Why does it matter that we look at how students are using their libraries? It doesn’t. You read that right- considering ethnography in libraries is a waste of time. Truth is, libraries haven’t been been paying much attention to the “whys,” “whats” and other cultural mumbo-jumbo of their users for centuries, and yet, here they are in 2014, still going strong. Obviously, considering the ethnographic implications associated with library and information services is merely a flash in the pan and will likely be considered passe by the time registration for the Cambridge UX Conference opens. I’m afraid that ship has sailed. Oh wait. Did you say you were actually interested in providing a personalised service aimed at offering users the support they need to grow academically, professionally and intellectually? Well that, my friend, is an entirely different story.

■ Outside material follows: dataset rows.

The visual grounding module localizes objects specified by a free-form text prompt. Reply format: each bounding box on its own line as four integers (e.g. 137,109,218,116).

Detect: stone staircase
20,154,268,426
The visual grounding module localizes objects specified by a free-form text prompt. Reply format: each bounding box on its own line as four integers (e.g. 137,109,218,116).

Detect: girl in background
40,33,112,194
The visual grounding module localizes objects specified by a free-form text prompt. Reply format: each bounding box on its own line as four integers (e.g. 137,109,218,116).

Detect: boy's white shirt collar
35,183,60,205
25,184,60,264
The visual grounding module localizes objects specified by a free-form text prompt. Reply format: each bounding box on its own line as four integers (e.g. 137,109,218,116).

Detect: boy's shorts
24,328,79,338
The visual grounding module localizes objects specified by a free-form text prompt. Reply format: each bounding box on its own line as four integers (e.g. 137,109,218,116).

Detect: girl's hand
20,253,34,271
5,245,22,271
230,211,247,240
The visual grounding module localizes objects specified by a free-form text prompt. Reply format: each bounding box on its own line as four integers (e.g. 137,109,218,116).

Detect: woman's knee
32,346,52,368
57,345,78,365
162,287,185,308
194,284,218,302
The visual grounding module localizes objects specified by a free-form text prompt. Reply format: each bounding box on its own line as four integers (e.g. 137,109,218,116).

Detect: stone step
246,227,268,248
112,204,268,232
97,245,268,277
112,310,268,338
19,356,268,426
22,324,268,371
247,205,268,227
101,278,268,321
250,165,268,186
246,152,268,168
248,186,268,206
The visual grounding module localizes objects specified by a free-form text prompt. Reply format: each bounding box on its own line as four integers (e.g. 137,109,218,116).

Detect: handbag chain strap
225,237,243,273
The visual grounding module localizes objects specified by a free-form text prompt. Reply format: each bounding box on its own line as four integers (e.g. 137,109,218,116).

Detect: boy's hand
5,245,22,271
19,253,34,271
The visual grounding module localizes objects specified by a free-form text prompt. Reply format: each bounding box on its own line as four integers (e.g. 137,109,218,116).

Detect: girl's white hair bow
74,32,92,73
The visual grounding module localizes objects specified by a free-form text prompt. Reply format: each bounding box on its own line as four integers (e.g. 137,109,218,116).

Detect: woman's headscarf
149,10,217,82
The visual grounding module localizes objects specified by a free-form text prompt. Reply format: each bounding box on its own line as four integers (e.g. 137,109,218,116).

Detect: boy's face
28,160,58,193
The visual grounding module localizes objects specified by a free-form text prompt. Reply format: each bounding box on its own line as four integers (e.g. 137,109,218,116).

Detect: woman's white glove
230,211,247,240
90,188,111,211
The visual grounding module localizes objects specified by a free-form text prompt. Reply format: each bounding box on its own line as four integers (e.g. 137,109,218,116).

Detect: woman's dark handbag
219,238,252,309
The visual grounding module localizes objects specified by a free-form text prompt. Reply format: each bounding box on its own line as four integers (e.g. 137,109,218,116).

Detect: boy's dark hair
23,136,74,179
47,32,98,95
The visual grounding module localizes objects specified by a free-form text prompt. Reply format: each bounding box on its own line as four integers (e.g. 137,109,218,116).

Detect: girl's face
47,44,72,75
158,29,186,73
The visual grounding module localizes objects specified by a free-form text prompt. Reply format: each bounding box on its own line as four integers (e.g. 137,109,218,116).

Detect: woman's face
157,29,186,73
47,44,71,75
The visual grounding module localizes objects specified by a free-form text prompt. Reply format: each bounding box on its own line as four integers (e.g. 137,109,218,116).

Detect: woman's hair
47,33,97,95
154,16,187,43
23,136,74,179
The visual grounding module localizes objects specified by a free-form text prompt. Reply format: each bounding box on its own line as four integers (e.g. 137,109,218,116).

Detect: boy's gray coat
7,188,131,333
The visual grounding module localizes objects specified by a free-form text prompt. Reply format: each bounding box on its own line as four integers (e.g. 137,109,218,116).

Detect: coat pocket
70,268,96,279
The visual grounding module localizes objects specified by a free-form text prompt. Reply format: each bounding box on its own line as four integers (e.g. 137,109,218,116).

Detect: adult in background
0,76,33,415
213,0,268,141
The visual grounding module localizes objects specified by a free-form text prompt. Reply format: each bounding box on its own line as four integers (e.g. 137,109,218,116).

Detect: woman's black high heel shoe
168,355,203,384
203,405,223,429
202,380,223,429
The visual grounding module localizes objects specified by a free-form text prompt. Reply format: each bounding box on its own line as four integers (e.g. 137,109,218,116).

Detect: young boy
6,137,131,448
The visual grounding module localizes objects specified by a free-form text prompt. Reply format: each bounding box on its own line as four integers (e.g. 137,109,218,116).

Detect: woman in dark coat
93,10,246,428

As librarians (however you choose to define yourself), we spend a great deal of time trying to justify the importance of our role within our institutions and communities. We try to find ways to better communicate with those using the space, asking for feedback about seemingly mundane aspects of service and support, or foolishly, for many of us, often more by force than desire, distribute surveys with the hope that, if anything, our response rate will be large enough to publicise the results. Of course, meaningful feedback would be appreciated, but let’s not get ahead of ourselves…
Many of us are caught in a vicious cycle of survey distribution, collection, and analysis- followed by explanations, excuses and theories to defend ourselves for getting it “wrong.” It’s not us, it’s them. They just don’t have enough information to see all the great things we do and have for them. If they came in for a session we could clear the whole thing up. Oh, how naive we all are! It IS us. Not only is it us, we’re not even giving our users a chance for it to be them.
We think we’re listening and asking the right questions to our users in order to gauge the type and level of support they need, but, in doing so, we’re (unknowingly) setting ourselves up for failure. It’s improv night and suddenly we’ve given them a script. We want them to spill their guts, but have constructed the parameters in which they can do so.
And if that weren’t bad enough, we’re also guilty of vetting what students we talk to when we collect data. Of course our intentions are not to only gather information that sheds a positive light on what we’re doing- let’s face it, we all know a handful of students who would be “perfect” for a project we’re working on- and so we are more likely to contact them, knowing they either have an engaged relationship with the library, or at least don’t have a bone to pick about mounting overdue fines. We feel more at ease with how we’re going to progress with our data collection, we feel more secure- only we’ve now lost the point of collecting information in the first place because we’ve set ourselves up for success by deciding who gets to participate. Don’t be too hard on yourselves now, I know you’re doing your best, but you may want to consider that engaging with your regular library users, although more common place in our practice, is lazy. Not only that, it’s misleading- and we’re only fooling ourselves.
So how do we move past this? What is the most effective way to go about gathering information about users that represents an accurate sample? We can’t just ask people who come in to the library to participate in our projects, as that discounts those who don’t frequent the physical space. We can’t send an email to all students within the university, asking them to participate because that is both annoying and ineffective. I think our only option here is to just try several approaches, fail miserably at them and then try something else. You were probably looking for a more useful answer, but I’m afraid this is all new territory for me, so whilst I have plenty of bad ideas for gathering information, I’ve yet to devise a particularly good idea to share. Aren’t you glad you read all the way through this now?
Ultimately, my point is that, if we continue to look for “love in all the wrong places,” we’ll continue to recycle ineffective practice- which you may be fine with. Truly exploring the experiences and cultural behaviours of our users is taxing, takes a lot of time and doesn’t present an immediate, quantifiable impact of what we do (and what some of us live for) as a library/information service- which is why I understand criticism about integrating ethnographic methods into library practice. So if you are still of the opinion that none of this matters, that perhaps some of us have too much time on our hands, let me ask this: would you rather know how many times The World as Will and Representation has been borrowed, or how users discover texts like that when they aren’t included on a module reading list- and what answer tells you more about your own service, practice and influence on the development of those engaging with your collection and space?
We think we can justify ourselves, our jobs and the validity of libraries within our institutions if we are armed with statistics- but I fail to see how much of it will matter if we can’t even share the stories of our users- all because we fail to venture past their cover page.